Lori Daniels, MD, professor and director of the Cardiovascular Intensive Care Unit at UC San Diego Health and lead study author, said: “When faced with this virus at the beginning of the pandemic, there was a lot of speculation surrounding certain medications that affect the body’s ACE2 receptor, including statins, and whether they may influence COVID-19 risk.
“At the time, we thought that statins may inhibit SARS-CoV-2 infection through their known anti-inflammatory effects and binding capabilities, which could potentially stop progression of the virus.”

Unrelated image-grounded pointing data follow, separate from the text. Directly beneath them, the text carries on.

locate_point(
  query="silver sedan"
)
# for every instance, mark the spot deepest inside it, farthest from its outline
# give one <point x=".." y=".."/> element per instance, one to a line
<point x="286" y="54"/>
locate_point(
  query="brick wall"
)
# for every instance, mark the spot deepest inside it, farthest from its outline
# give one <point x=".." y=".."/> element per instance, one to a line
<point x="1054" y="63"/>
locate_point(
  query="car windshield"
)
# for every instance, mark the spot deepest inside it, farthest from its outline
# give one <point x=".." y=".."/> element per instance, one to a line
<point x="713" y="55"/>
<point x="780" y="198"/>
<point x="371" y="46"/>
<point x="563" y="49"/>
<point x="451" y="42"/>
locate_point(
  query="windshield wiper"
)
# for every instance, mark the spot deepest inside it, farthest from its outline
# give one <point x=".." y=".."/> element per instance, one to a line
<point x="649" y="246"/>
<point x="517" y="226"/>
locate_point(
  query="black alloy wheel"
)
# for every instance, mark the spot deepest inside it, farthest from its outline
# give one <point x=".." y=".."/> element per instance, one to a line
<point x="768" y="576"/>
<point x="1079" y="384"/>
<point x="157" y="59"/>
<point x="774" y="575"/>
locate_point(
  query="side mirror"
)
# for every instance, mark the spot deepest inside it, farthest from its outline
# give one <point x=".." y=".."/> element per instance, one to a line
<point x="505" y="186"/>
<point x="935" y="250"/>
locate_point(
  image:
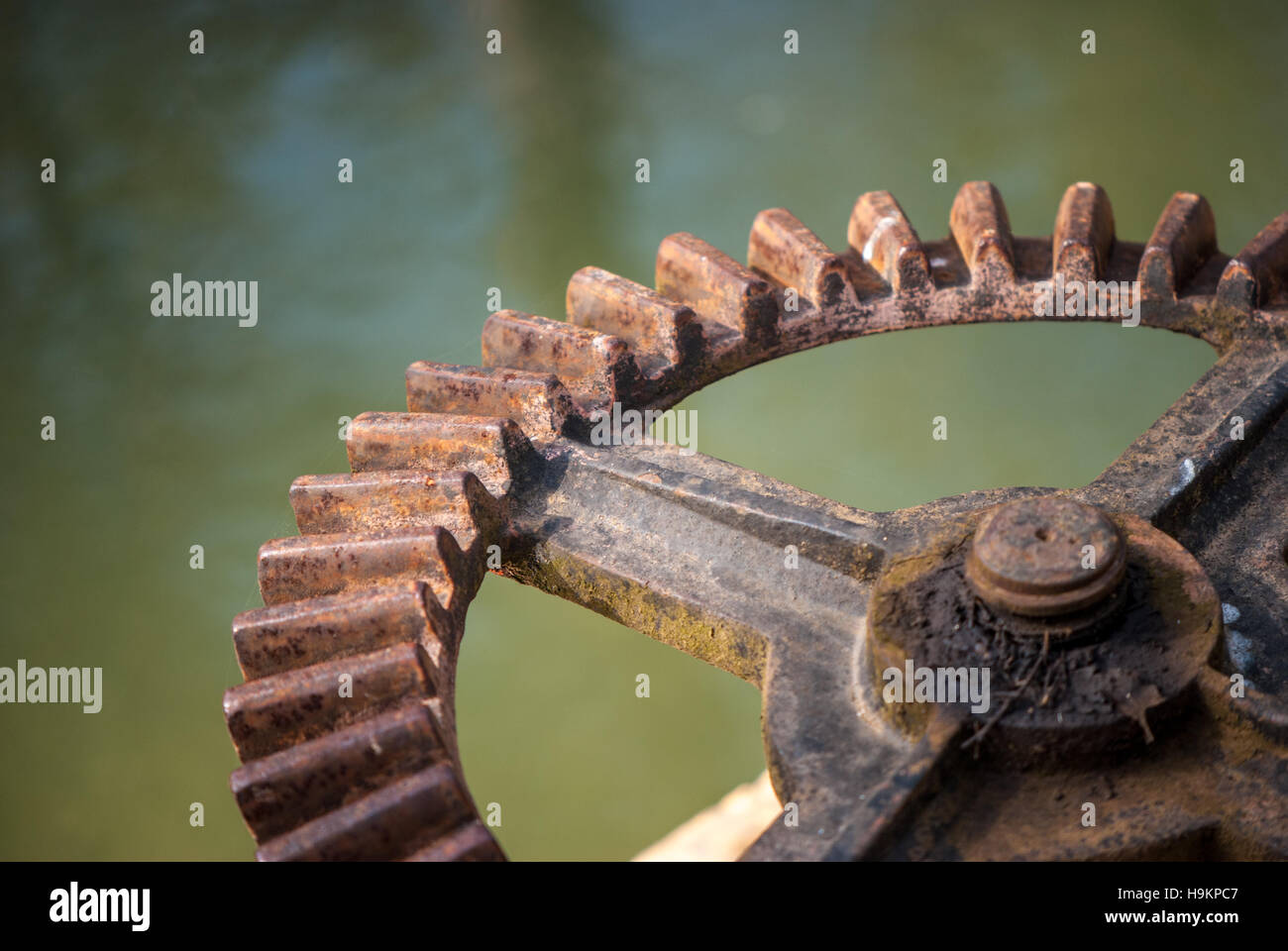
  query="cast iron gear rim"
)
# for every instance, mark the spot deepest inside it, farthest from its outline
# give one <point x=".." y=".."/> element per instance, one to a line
<point x="389" y="557"/>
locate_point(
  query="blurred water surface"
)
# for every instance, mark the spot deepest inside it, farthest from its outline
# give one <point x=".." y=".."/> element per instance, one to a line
<point x="473" y="171"/>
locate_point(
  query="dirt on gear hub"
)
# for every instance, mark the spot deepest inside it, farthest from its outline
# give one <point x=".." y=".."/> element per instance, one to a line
<point x="1133" y="630"/>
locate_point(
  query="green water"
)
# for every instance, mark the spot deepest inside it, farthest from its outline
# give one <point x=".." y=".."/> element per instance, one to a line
<point x="473" y="171"/>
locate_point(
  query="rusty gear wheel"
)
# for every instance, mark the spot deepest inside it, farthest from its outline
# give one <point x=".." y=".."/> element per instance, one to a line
<point x="1155" y="688"/>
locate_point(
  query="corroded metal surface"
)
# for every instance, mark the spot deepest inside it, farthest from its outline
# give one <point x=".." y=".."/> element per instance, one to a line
<point x="1044" y="557"/>
<point x="1158" y="692"/>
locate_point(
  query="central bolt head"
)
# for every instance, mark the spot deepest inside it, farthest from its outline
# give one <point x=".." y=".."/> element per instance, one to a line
<point x="1044" y="557"/>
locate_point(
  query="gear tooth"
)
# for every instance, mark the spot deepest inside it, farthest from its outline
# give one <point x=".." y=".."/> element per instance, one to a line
<point x="314" y="566"/>
<point x="1083" y="236"/>
<point x="299" y="633"/>
<point x="389" y="500"/>
<point x="292" y="787"/>
<point x="787" y="252"/>
<point x="1258" y="273"/>
<point x="983" y="232"/>
<point x="492" y="448"/>
<point x="393" y="822"/>
<point x="281" y="710"/>
<point x="539" y="402"/>
<point x="471" y="843"/>
<point x="1183" y="240"/>
<point x="881" y="234"/>
<point x="651" y="324"/>
<point x="720" y="290"/>
<point x="596" y="368"/>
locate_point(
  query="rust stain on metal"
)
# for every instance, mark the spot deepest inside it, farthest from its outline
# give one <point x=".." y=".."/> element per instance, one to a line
<point x="1150" y="680"/>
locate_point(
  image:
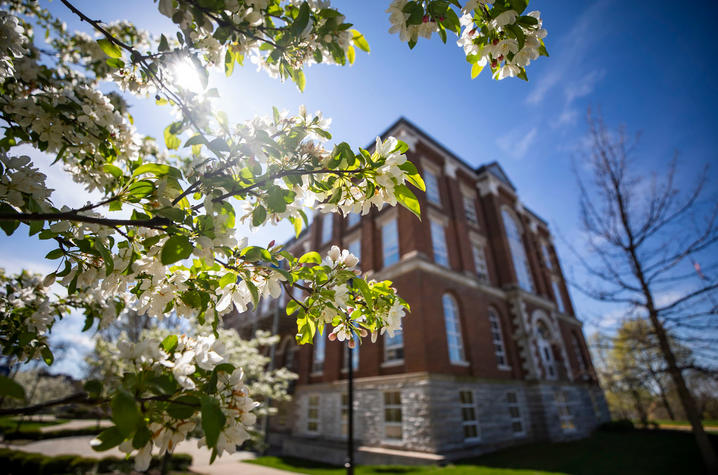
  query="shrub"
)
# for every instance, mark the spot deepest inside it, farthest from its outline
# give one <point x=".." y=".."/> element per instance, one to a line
<point x="619" y="425"/>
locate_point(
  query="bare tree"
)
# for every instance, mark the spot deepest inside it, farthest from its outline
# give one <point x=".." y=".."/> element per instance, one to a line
<point x="651" y="249"/>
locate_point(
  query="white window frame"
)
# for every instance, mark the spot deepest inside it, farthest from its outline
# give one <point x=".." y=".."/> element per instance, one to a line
<point x="452" y="322"/>
<point x="560" y="306"/>
<point x="393" y="349"/>
<point x="467" y="407"/>
<point x="578" y="354"/>
<point x="438" y="242"/>
<point x="354" y="246"/>
<point x="517" y="248"/>
<point x="345" y="359"/>
<point x="389" y="249"/>
<point x="512" y="402"/>
<point x="392" y="405"/>
<point x="546" y="256"/>
<point x="565" y="418"/>
<point x="431" y="180"/>
<point x="318" y="356"/>
<point x="470" y="211"/>
<point x="313" y="405"/>
<point x="497" y="336"/>
<point x="327" y="227"/>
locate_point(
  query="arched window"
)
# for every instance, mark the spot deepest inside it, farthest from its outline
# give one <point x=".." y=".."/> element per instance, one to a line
<point x="545" y="350"/>
<point x="518" y="252"/>
<point x="453" y="329"/>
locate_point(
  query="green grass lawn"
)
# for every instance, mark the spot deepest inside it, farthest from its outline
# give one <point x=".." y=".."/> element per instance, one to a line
<point x="636" y="452"/>
<point x="8" y="424"/>
<point x="706" y="422"/>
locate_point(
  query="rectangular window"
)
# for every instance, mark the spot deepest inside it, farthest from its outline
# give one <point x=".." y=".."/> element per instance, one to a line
<point x="327" y="222"/>
<point x="355" y="359"/>
<point x="546" y="256"/>
<point x="498" y="339"/>
<point x="318" y="360"/>
<point x="432" y="187"/>
<point x="390" y="242"/>
<point x="564" y="414"/>
<point x="470" y="211"/>
<point x="480" y="263"/>
<point x="392" y="416"/>
<point x="559" y="298"/>
<point x="469" y="419"/>
<point x="517" y="424"/>
<point x="353" y="219"/>
<point x="313" y="413"/>
<point x="438" y="241"/>
<point x="355" y="248"/>
<point x="394" y="347"/>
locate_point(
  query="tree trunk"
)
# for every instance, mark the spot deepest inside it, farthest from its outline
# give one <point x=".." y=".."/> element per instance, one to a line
<point x="639" y="407"/>
<point x="687" y="401"/>
<point x="664" y="398"/>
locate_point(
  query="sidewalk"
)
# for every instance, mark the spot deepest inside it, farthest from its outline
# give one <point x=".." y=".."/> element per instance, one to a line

“From this data, we performed more advanced analyses as we attempted to control for coexisting medical conditions, socioeconomic status and hospital factors,” said Daniels. “In doing so, we confirmed our prior findings that statins are associated with a reduced risk of death from COVID-19 among patients hospitalised for COVID-19.”
“We matched each patient to one or more similar patients, using hospital site, month of admission, age, race, ethnicity, gender, and a list of pre-existing conditions, in order to make the two groups as comparable as possible” added Karen Messer, PhD, study co-author and professor of biostatistics at UC San Diego School of Medicine.
“As with any observational study, we cannot say for certain that the associations we describe between statin use and reduced severity of COVID-19 infection are definitely due to the statins themselves; however, we can now say with very strong evidence that they may play a role in substantially lowering a patient’s risk of death from COVID-19,” Daniels concludes. “We hope that our research findings are an incentive for patients to continue with their medication.”
The full study has been published in PLOS ONE.